Thank you, good morning. The results of the FLAURA study that we will present this evening will define a new standard of care for patients with EGFR mutation positive non-small cell lung cancer. I’ll walk you through the top highlights of the trial. This is a randomised phase III trial that compares osimertinib to standard of care EGFR inhibitors in patients with EGFR mutation positive lung cancer. These are our disclosures.
EGFR mutations are seen in approximately 15-35% of lung adenocarcinomas. The incidence of EGFR mutations are higher in Asian patients. For these patients we now know that EGFR inhibitors are the standard of care; erlotinib, gefitinib and afatinib are the three approved drugs in this space. Regardless of how well patients respond to these drugs, ultimately everybody develops resistance. Half of these patients develop resistance through this new mutation referred to as the T790M mutation.
Osimertinib is a first in class, mutation specific EGFR inhibitor that blocks your common EGFR mutations and also the T790M mutation. So we wanted to see if by shutting down a major escape pathway by giving osimertinib up front whether we would be able to improve patient outcomes. In fact, in preclinical studies we saw this to be the case. In a sixty patient expansion cohort from the phase I study of osimertinib we saw very high response rates in the front line setting and a median PFS of close to 20 months.
So based on all of these lines of evidence we launched the FLAURA phase III clinical trial.

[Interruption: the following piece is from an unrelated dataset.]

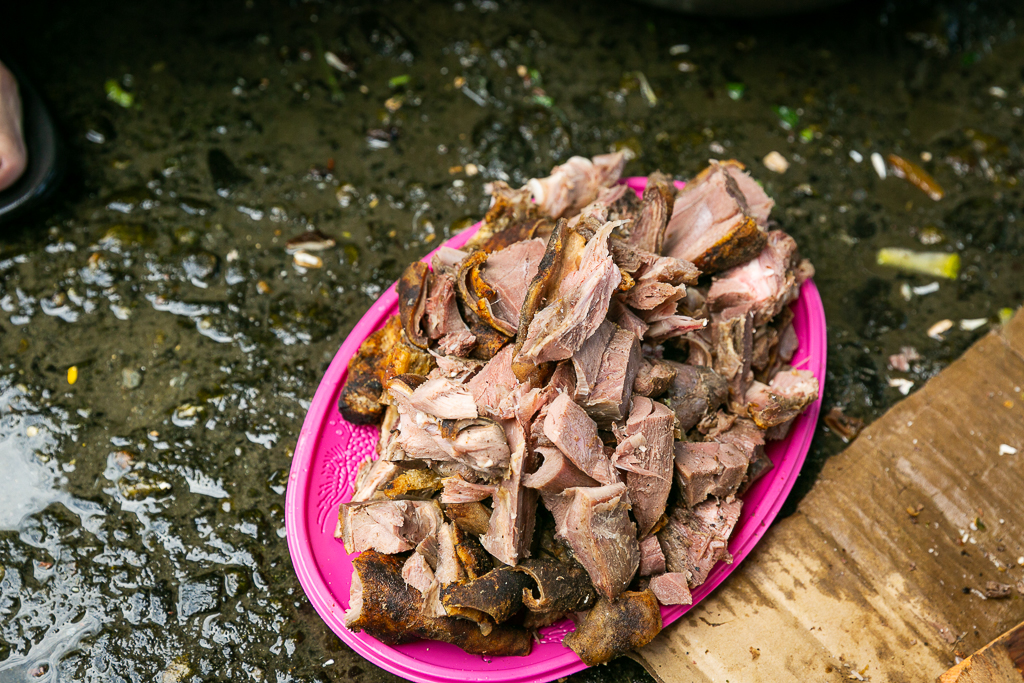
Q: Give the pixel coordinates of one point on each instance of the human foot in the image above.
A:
(12, 155)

This is a double-blind, randomised clinical trial with placebo control where patients with EGFR mutation positive non-small cell lung cancer were randomised to treatment with osimertinib at a dose of 80mg/day or standard of care which could either be gefitinib at its approved dose of 250mg/day or erlotinib at its approved dose of 150mg/day. For patients in the standard of care arm we allowed for crossover to receive osimertinib if they had documented progression and developed the presence of T790M mutation. The primary endpoint for this trial was median progression free survival and secondary endpoints included response rate and survival.
Osimertinib improved median progression free survival in a robust, clinically significant and statistically significant manner. The median PFS for the control group was 10.2 months and for osimertinib it was 18.9 months. The hazard ratio was 0.46. What’s very unique about this curve is that the curves separate very early and stay consistently separated. The p-value for the hazard ratio was less than 0.001.
The overall survival hazard ratio was 0.63 though I would say that the survival data are relatively immature at only about 25%. The p-value here was 0.0068. For this interim analysis at an early point for overall survival we would have required a p-value of 0.0015 to call it statistically significant. So at this point we would call this a strong and promising survival trend.
We also show here that osimertinib has activity against brain metastases. When we look at the 116 patients who came into the trial with a history of brain metastases versus patients who came in without any brain metastases the hazard ratio is nearly identical at 0.46 and 0.47, suggesting that osimertinib exerts activity not only in systemic sites but also in the brain. In fact, when we looked at the number of patients who progressed in the brain while on therapy it was 6% for patients treated with osimertinib compared to 15% for patients treated with standard of care, suggesting that osimertinib protects the brain and the systemic sites.
In conclusion, the FLAURA results demonstrate a 54% reduction in progression free survival with the use of osimertinib when compared to standard of care. The hazard ratio was consistent in patients with and without brain metastases at the time of study entry. What I didn’t show you is that the duration of response was more than two-fold higher at 18.5 for the standard of care versus 17.2 months for osimertinib treated patients. The interim overall survival results show a promising trend with a hazard ratio of 0.63.
The safety profile, which I haven’t gone over because of time, showed clear benefits to patients receiving osimertinib where treatment discontinuation was much less common with osimertinib and grade 3/4 all cause events were almost twelve points lower for patients who received osimertinib therapy.
On the strength of all these observations we conclude that osimertinib is a new standard of care for patients with EGFR mutation positive non-small cell lung cancer. I want to thank you for your attention.
From a mechanistic basis we wouldn’t expect the current wave of PEGFR inhibitors to be effective after patients have been exposed to osimertinib. Clearly we are working on understanding the mechanisms of resistance after patients have been treated with osimertinib and then ongoing work will address how to avoid some of those mechanisms. So this is the next step in terms of where will the field move forward.